Meg Whitman: Are Her Millions Enough?

13 September 2010 |permalink | email article

NBC’s David Gregory asked Mike Murphy, Whitman’s senior Republican gubernatorial consultant, Sunday on “Meet the Press” why having spent over 100 million dollars the billionaire has been unable to destroy Democratic Attorney General Jerry Brown, seeking a third term as governor, in a race that remains too close to call.

Murphy responded that the former eBay chairman, who has no political experience and a virtual non-existent record of voting in California, knows how to create jobs based on her contacts in the business centric Silicon Valley.

It was not a very persuasive answer considering that Whitman has a $1 million investment in Murphy’s film production company, and according to a New York Times report, convinced the savvy strategist to become her top strategist. Aside from their financial relationship, Murphy had been paid $861,474 in salary as of June 30. (The Contra Costa Times reported that since June 30, Whitman has paid 50 consultants $9.7 million.)

In an interesting sidebar to the campaign a post that Brooks Jackson reported 18 years ago for CNN has recently become an issue in the California governor’s race. Meg Whitman quoted it on her website on Sept. 6.

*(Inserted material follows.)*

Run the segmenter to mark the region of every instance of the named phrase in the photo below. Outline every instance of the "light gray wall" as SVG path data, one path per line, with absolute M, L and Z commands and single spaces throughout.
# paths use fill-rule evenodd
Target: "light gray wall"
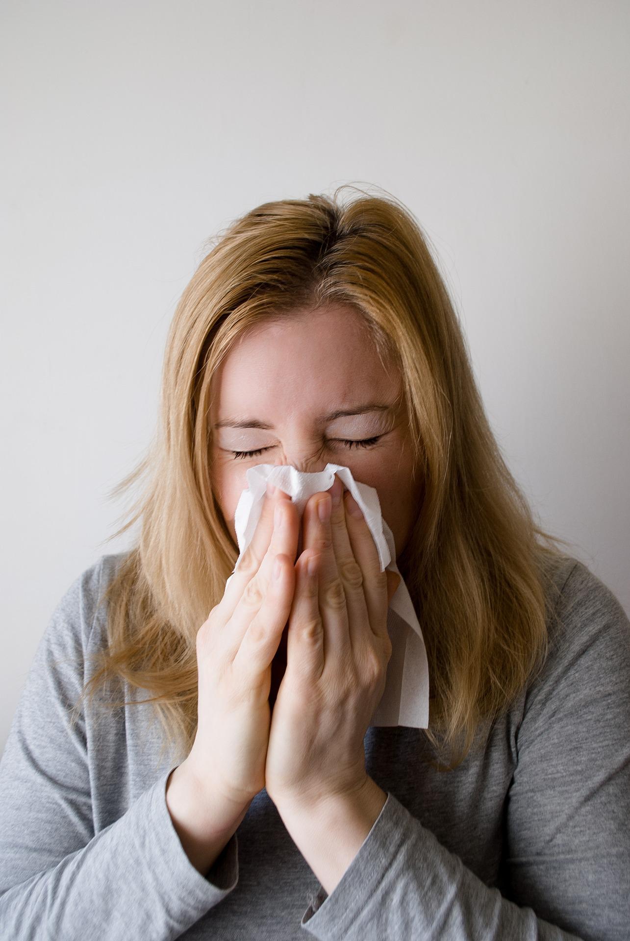
M 153 434 L 202 243 L 383 186 L 442 259 L 541 521 L 630 611 L 630 6 L 5 0 L 0 745 Z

Jerry Brown says she got it wrong. Jackson, at FactCheck.org, said Saturday “Brown is right; I made a mistake in my 1992 report.”

The issue, Jackson said, is whether taxes went up or down during Brown’s previous time as governor, starring in January 1975 and ending in January 1983. “Most of what I said back in 1992 remains true. I was critiquing Brown’s claim – in a TV spot during his presidential primary campaign – that he had cut taxes for working people. But I was wrong when I said that “state taxes were still higher” during his last year than when he began. In fact, they were a bit lower.”

Brown’s campaign has demanded Whitman take down the false TV ad featuring an old videotape of former President Bill Clinton citing the CNN report and calling Brown a liar. Clinton was then running against Brown in the Democratic presidential primary. Whitman has refused to remove it.